It’s that time of year where meetings get cancelled by snow storms and inclement weather. Getting any type of new work done towards the end of Quarter 4 is really difficult. We naturally wind down as we look forward to recharging our batteries during The Holidays, only to get freaked out by spending a little too much family-time, then rush back to wherever we’ve made home, welcome in the New Year, and hope to bring it in on a good note.
Whatever I’ve been afflicted with, I’m mostly getting over it, so that’s good. But let’s re-hash some of the symptoms. It mainly came from balancing my (ever-changing) schedule, and responsibilities. The constant hustling that puts me in position “to live”—i.e. society’s definition: I have money for rent, food from the grocery store, and some flashy material things—but not what actually fully fulfills and allows me to prosper. The struggle between doing cool creative stuff that I thoroughly enjoy, and paying the bills, when the two are currently mutually exclusive.1 Needless to say I’ve been really backed-up creatively. You can also sprinkle in some lingering long-distance heartbreak.2
I turned 24, and the tail end of 23 was one of the more confusing time periods of my life. One that spun me into a mini-depression. When I look back at this time, you probably couldn’t pay me to re-live it. I spent some nights reminiscing about the past, the cool things I’ve done, places I’ve been, and envious of old positions where I’ve been in setups that allow me to be more productive than I currently am. Not optimizing the present to work towards a better future is neither productive nor healthy. Luckily, indulging in some really great art, and being around some fellow creatives I respect, have resuscitated me.

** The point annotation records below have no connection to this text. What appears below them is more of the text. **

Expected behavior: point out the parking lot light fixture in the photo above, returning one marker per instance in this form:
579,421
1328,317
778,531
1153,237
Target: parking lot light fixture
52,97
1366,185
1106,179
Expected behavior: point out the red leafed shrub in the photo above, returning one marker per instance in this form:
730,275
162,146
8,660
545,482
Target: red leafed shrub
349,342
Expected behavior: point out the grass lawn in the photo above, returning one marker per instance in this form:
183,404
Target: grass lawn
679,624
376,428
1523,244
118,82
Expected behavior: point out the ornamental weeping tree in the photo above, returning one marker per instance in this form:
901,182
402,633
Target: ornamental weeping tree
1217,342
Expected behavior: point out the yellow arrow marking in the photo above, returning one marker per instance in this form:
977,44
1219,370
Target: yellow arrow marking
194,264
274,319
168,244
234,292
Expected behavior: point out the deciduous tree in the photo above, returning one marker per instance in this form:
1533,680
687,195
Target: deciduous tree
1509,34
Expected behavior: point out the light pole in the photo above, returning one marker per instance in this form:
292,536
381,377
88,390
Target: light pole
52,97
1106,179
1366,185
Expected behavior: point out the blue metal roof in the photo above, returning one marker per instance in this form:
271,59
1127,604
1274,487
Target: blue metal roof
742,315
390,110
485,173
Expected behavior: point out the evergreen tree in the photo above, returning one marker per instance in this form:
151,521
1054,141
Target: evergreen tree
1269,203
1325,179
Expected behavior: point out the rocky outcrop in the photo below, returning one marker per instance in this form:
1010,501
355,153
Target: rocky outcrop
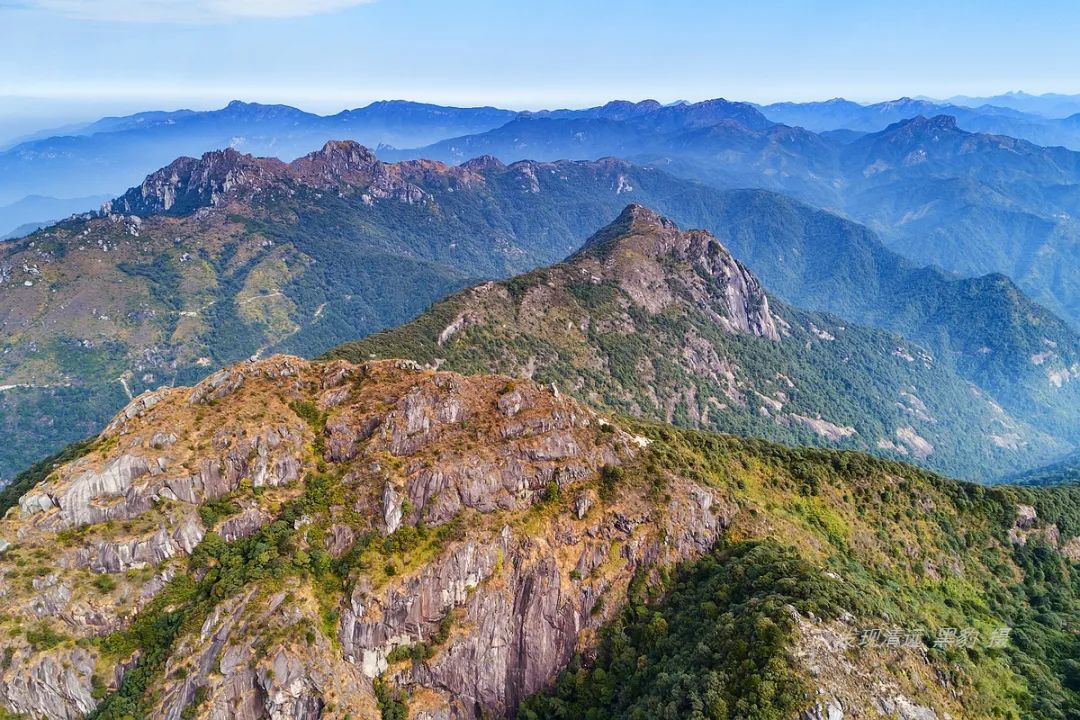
342,166
638,248
55,685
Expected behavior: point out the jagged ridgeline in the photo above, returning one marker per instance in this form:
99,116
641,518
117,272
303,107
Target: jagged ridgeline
324,540
228,256
650,321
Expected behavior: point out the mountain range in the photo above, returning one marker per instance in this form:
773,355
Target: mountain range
111,154
953,189
296,539
228,256
839,113
971,203
649,321
534,470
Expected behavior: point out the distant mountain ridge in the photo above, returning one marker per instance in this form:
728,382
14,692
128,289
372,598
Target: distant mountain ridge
969,202
647,320
113,153
229,256
839,113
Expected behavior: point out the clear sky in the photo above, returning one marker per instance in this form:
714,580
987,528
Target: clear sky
88,57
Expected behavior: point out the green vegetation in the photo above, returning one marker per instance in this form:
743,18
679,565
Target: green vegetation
715,644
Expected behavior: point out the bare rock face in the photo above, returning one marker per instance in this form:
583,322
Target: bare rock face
639,248
53,685
472,458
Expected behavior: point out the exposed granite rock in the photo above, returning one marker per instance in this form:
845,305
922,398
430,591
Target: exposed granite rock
104,556
55,685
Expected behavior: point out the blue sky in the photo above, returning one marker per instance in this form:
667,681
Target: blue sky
84,57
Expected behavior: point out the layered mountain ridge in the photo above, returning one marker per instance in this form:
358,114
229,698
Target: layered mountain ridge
969,202
650,321
294,540
234,256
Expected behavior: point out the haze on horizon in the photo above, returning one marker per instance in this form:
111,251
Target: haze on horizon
121,56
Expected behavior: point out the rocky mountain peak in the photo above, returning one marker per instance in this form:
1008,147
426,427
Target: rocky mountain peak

I took some time to enjoy some cool cultural stuff: I watched Blue Is The Warmest Color at IFC Center. Read Junot Diaz’s This Is How You Lose Her. Saw the recent KAWS and Yayoi Kusuma exhibits in downtown galleries. Watched a game at Madison Square Garden for the first time (thank God it wasn’t the Knicks).3 And took time to binge stream the highly influential 1990s anime Neon Genesis Evangelion. The fact I did most of these things alongside cool people helped as well. I had a really great conversation with my filmmaker friend Xavier, while we were killing time for Blue Is The Warmest Color to start. Like me, he relocated from the Boston area, we met in 2012 while at school—we were both renting out cameras for film projects.
The heart of our convo was centered around acknowledging that we both probably would be getting more creative work done in Boston, because of the slower pace, and overall sense of comfort we experience there. That environment gives you the ability to slow down and focus on your craft more. But, Boston doesn’t have enough positive, inspiring stimuli and collaborators around to keep you motivated to create something truly special.4 And staying in your comfort zone, just for the sake of remaining comfortable doesn’t get you anywhere. That’s not how you grow.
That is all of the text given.